Forecasting the rice yield in Rio Grande do Sul using the SimulArroz model

Authors

  • Michel Rocha da Silva Crops Team, Avenida Roraima, no 1.000, Prédio 61H, Sala 7B, Camobi, CEP 97105-900 Santa Maria, RS.
  • Nereu Augusto Streck Universidade Federal de Santa Maria, Avenida Roraima, no 1.000, Cidade Universitária, Camobi, CEP 97105-900 Santa Maria, RS.
  • Jossana Ceolin Cera Instituto Rio Grandense do Arroz, Avenida Missões, no 342, São Geraldo, CEP 90230-100 Porto Alegre, RS.
  • Ary José Duarte Junior Universidade Federal de Santa Maria, Avenida Roraima, no 1.000, Cidade Universitária, Camobi, CEP 97105-900 Santa Maria, RS.
  • Giovana Ghisleni Ribas Grupo Dom Mario, Rua Antonio Rasteiro Filho, no 2.700, CEP 86183-751 Cambé, PR.
  • Ioran Guedes Rossato Universidade Federal de Santa Maria, Avenida Roraima, no 1.000, Cidade Universitária, Camobi, CEP 97105-900 Santa Maria, RS.
  • Lorenzo Dalcin Meus Universidade Federal de Santa Maria, Avenida Roraima, no 1.000, Cidade Universitária, Camobi, CEP 97105-900 Santa Maria, RS.
  • Vladison Fogliato Pereira Universidade Federal de Santa Maria, Avenida Roraima, no 1.000, Cidade Universitária, Camobi, CEP 97105-900 Santa Maria, RS.
  • Isabela Bulegon Benedetti Universidade Federal de Santa Maria, Avenida Roraima, no 1.000, Cidade Universitária, Camobi, CEP 97105-900 Santa Maria, RS.
  • Romulo Pulcinelli Benedetti Crops Team, Avenida Roraima, no 1.000, Prédio 61H, Sala 7B, Camobi, CEP 97105-900 Santa Maria, RS.
  • Francisco Tonetto Universidade Federal de Santa Maria, Avenida Roraima, no 1.000, Cidade Universitária, Camobi, CEP 97105-900 Santa Maria, RS.
  • Alencar Junior Zanon Universidade Federal de Santa Maria, Avenida Roraima, no 1.000, Cidade Universitária, Camobi, CEP 97105-900 Santa Maria, RS.

DOI:

https://doi.org/10.1590/S1678-3921.pab2022.v57.27081

Keywords:

Oryza sativa, crop modeling, decision-support systems, supply balance

Abstract

The objective of this work was to evaluate a flooded-rice yield forecasting method for the state of Rio Grande do Sul, Brazil, using the SimulArroz model.
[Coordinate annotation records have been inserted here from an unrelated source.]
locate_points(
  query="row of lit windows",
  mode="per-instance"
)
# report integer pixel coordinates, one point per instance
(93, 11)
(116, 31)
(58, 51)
Version 1.1 of this model and historical meteorological data were used, with six different scenarios composed of the following levels of field information: number of sowing dates (1 to 4) and number of cultivars and/or development cycles (1 to 3) during four growing seasons (2014/2015 to 2017/2018). The root mean square error (RMSE) for comparing the actual yield with the simulated yield for Rio Grande do Sul was of 618.3 and 1,024.8 kg ha-1, i.e., of 8 and 13%, respectively. The forecast of rice yield by applying the SimulArroz model and historic meteorological data for Rio Grande do Sul shows a good predictability, and the recommended scenario is complex 1, using three sowing dates per site and the three most representative rice cultivars per region.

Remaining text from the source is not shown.